Extended Data Fig. 8: IL-33 increases glucose flux in the lung environment via ILC2 and IL-5.

a, BALB/c mice were treated intranasally with IL-33 or PBS on days 0 and 1, and anti-IL-5 or control antibody (i.p.) on day -6, -3, and 0 and sacrificed on day 3. Lung homogenates were cultured for 18 hours and glucose (Glu) and lactate (Lac) concentrations were measured in the supernatant by NMR analysis (n = 10,9,9). b, Spatial resolving glycolytic activity in lung by MSI. WT or Il7ra^Cre/+Rora^fl/fl (KO) mice were dosed with PBS or IL-33 on day 0 and 1, and sacrificed on day 3 and infused or not with [U-¹³C] glucose (as described in Methods). (Right to left) H&E stained lungs and post DESI-MSI molecular images of lactate, [U-¹³C] lactate, glucose, [U-¹³C] glucose, normal and [U-¹³C] lactate to glucose ratio (pixel per pixel).
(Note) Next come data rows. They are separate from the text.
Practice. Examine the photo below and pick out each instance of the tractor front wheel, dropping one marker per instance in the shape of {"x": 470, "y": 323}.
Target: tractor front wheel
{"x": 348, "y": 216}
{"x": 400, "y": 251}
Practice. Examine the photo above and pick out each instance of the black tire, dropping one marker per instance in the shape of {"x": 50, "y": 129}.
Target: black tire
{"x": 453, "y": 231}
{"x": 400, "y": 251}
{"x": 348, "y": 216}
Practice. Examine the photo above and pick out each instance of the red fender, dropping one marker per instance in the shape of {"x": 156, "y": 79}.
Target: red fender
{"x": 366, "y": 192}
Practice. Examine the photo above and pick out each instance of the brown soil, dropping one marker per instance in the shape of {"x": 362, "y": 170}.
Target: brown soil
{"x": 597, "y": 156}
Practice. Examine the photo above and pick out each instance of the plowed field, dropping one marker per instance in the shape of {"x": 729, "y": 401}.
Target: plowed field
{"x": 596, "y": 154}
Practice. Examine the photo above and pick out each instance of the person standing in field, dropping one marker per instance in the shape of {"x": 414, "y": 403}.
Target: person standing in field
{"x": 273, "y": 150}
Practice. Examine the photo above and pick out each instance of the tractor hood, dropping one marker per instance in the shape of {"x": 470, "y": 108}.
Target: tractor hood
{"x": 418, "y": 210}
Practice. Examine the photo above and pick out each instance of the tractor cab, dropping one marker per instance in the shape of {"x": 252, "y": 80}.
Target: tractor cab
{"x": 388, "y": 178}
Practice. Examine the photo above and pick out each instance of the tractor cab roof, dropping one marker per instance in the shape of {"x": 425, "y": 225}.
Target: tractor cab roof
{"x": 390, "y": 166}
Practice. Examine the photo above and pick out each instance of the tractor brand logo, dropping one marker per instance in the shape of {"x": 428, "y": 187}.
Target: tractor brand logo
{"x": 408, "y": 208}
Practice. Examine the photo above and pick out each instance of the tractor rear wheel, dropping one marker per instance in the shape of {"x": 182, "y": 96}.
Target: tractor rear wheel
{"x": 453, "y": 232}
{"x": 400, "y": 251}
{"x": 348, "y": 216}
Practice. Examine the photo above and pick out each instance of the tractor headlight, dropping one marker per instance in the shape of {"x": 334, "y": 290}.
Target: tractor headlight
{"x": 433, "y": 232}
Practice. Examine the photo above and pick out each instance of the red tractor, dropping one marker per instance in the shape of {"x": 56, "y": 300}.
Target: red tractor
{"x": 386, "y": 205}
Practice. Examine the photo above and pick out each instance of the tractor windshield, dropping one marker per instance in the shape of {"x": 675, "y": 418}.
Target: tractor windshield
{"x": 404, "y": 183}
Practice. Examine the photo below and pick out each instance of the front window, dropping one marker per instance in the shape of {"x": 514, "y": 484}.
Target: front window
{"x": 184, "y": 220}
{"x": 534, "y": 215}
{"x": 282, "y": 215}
Intensity scale is fixed for each molecular species independently, and monochromatic lighter colors correspond to higher relative abundance. c, d, Bar graphs indicate mean relative abundances of [U-¹³C] glucose or [U-¹³C] lactate (c) (n = 4), or the ratio of [U-¹²C] lactate over glucose (d) (n = 4). e, BALB/c were treated intranasally with Asp or PBS on days 0 and 1, and anti-IL-5 or control antibody (i.p.) on day -6, -3, 0 and 3, followed by injected with 4T1-T breast cancer cells in the mammary fat pad on day 7, and sacrifice on day 21. f, Tumor burden of mice treated as in (e) with 4T1-T cells was quantified by visual examination and primary tumor weight was recorded (n = 9,10,9). g, Graphical abstract. Bar graphs indicate mean (±SEM) of combined data of two (a, c, d, and f) independent experiments. (b) depicts representative MSI images of two independent experiments. Statistical analyses were calculated using one-way ANOVA with **** = p ≤ 0.0001.